“Se reza a un niño nacido en un establo. No cabe una mirada a las almas hecha desde más cerca, desde más abajo, desde más en casa. Por eso es verdadero el pesebre: un origen tan humilde para un fundador no se lo inventa uno. Las sagas no pintan cuadros de miseria y, menos aún, los mantienen durante toda una vida. El pesebre, el hijo del carpintero, el visionario que se mueve entre gente baja y el patíbulo al final… todo eso está hecho con material histórico, no con el material dorado tan querido por la leyenda”.
El texto que acabo de citar no procede de un afamado teólogo o de alguna autoridad eclesiástica. Expresa la mirada de un pensador ajeno a la Iglesia, el filósofo marxista alemán Ernst Bloch (1885-1977), autor de obras como “Espíritu de utopía” o “El principio esperanza”. Con razón, Bloch contrapone el relato cristiano a los de la literatura clásica que coloca a sus dioses en el Olimpo disputando entre sí el favor de las diosas y la adoración de los hombres.

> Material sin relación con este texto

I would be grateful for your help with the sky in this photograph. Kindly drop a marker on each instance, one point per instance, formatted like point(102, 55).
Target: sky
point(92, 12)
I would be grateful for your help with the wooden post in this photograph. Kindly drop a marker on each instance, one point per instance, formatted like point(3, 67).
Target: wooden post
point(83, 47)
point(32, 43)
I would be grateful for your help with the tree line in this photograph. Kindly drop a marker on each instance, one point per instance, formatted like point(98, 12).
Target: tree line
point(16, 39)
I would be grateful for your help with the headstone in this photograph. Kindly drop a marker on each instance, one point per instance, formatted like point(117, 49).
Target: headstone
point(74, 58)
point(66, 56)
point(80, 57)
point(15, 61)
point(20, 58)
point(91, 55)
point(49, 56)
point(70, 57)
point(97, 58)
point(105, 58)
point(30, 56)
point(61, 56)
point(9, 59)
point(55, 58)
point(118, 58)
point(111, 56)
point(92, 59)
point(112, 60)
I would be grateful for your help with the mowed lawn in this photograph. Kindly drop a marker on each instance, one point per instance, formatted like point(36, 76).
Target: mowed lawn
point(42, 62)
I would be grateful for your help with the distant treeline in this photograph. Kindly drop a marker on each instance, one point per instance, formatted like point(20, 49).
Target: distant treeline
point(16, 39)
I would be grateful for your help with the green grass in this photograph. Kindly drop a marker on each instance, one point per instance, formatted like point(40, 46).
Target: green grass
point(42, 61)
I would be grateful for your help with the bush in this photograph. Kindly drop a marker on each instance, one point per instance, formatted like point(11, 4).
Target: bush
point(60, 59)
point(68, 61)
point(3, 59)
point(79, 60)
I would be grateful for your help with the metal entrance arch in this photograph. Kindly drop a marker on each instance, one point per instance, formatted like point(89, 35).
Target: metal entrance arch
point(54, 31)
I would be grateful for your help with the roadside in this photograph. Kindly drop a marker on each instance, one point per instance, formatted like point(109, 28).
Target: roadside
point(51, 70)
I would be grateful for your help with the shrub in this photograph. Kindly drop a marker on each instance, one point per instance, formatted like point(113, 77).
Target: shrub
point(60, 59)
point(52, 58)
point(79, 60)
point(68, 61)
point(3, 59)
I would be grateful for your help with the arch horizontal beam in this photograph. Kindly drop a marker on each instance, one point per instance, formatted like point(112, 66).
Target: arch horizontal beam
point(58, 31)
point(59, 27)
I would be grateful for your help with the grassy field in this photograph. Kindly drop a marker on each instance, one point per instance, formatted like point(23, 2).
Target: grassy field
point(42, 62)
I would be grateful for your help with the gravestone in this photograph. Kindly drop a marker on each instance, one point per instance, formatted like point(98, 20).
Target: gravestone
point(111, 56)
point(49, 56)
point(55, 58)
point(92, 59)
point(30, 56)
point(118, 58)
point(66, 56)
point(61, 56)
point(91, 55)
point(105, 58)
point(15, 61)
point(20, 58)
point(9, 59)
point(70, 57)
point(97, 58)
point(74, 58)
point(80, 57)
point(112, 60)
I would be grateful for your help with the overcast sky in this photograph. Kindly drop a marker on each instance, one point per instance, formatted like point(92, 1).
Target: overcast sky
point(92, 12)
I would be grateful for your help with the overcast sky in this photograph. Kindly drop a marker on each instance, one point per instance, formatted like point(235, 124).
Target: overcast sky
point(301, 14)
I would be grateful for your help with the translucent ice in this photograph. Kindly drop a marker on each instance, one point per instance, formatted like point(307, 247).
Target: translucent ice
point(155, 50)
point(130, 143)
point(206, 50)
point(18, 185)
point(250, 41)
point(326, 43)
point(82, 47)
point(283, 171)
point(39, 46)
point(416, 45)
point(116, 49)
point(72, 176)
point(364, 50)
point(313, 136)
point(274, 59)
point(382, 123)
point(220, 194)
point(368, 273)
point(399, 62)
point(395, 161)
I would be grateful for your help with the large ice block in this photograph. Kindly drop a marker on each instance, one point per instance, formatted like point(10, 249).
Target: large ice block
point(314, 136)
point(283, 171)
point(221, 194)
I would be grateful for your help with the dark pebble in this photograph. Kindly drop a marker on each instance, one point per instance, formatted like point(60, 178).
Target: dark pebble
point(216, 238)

La cita de Bloch concuerda con todos los testimonios cristianos. Los evangelios de Mateo y de Lucas ubican el nacimiento de Jesús en un territorio específico y en una determinada situación histórica: “Jesús nació en Belén, un pueblo de Judea, durante el reinado de Herodes” (Mt 2,1). Lucas amplía el escenario contextualizándolo: “El emperador Augusto dispuso la realización de un censo obligando a todos a empadronarse en su ciudad natal” (Lc 2, 1-2). Por ello, la familia es forzada a trasladarse de Nazaret a Belén.
Sin embargo, no es solo el dato cronológico o territorial lo que hace “histórico” lo recogido en el material literario. Lo que llama la atención es el “pesebre”. Lo dice Lucas: “María dio a luz a su primogénito, lo envolvió en pañales y lo puso en un pesebre porque no había sitio para ellos en la posada” (Lc 2,7). El pesebre remite a establos y, en Palestina, estos se ubicaban normalmente en grutas. La Iglesia del siglo siguiente (Justino, Orígenes) asume esa tradición. Todos los testimonios coinciden en el origen humilde de Jesús, el Hijo de Dios.
Pero, ¿es esto razonable? En el supuesto de que Dios tenga un origen, ¿no es más lógico imaginarse otro, digamos, más digno, más meritorio, más propio de aquello que llamamos Dios? Aún más, ¿cómo hacemos para combinar los atributos asignados a Dios (omnipotencia, omnisciencia) con la total dependencia de un bebe a sus progenitores? ¿Dónde está el “poder” del Todopoderoso nacido en un establo? Razón tiene Bloch para decir que eso no puede inventarse. Los hombres solemos colocar a Dios en las alturas, no en las bajuras.
Pablo decía, por ello, que el mensaje cristiano es “locura para los judíos y necedad para los gentiles” (1 Corintios 1, 18-30). Es un “escándalo” para la racionalidad humana. Benedicto XVI habla del “escándalo de la cruz” al que Peter-Hans Kolvenbach, anterior superior general de los jesuitas, añade el “escándalo del pesebre”. La fuerza del cristianismo está precisamente en su capacidad de remover conciencias, no de edulcorarlas. Lamentablemente hemos hecho de la Navidad un cuento de hadas, traicionando al Evangelio y vaciando su capacidad movilizadora. Transmitimos así una buena noticia aguada poco creíble para nuestros contemporáneos.
¿Qué hacer, entonces? ¿Cómo recuperar la fuerza utópica del Evangelio, la que puede ofrecer esperanza al hombre de hoy? No queda otro camino que el mostrado por Dios en Jesús: ir, con él, a los bajos fondos del mundo, a los pesebres y a las grutas donde nacen hoy muchos hijos de migrantes forzados a salir de sus patrias, acercarse a los niños sin hogar que deambulan abandonados en las periferias de las grandes ciudades, asistir y defender a aquellos no atendidos por ningún programa de asistencia social, proponer políticas públicas que aseguren la adecuada protección a todo bebe recién nacido, una cuidadosa atención materno-infantil y el desarrollo integral de todos los niños, especialmente durante la primera infancia. Un cristianismo de menos cuento y mayor justicia social. Habrá entonces Navidad.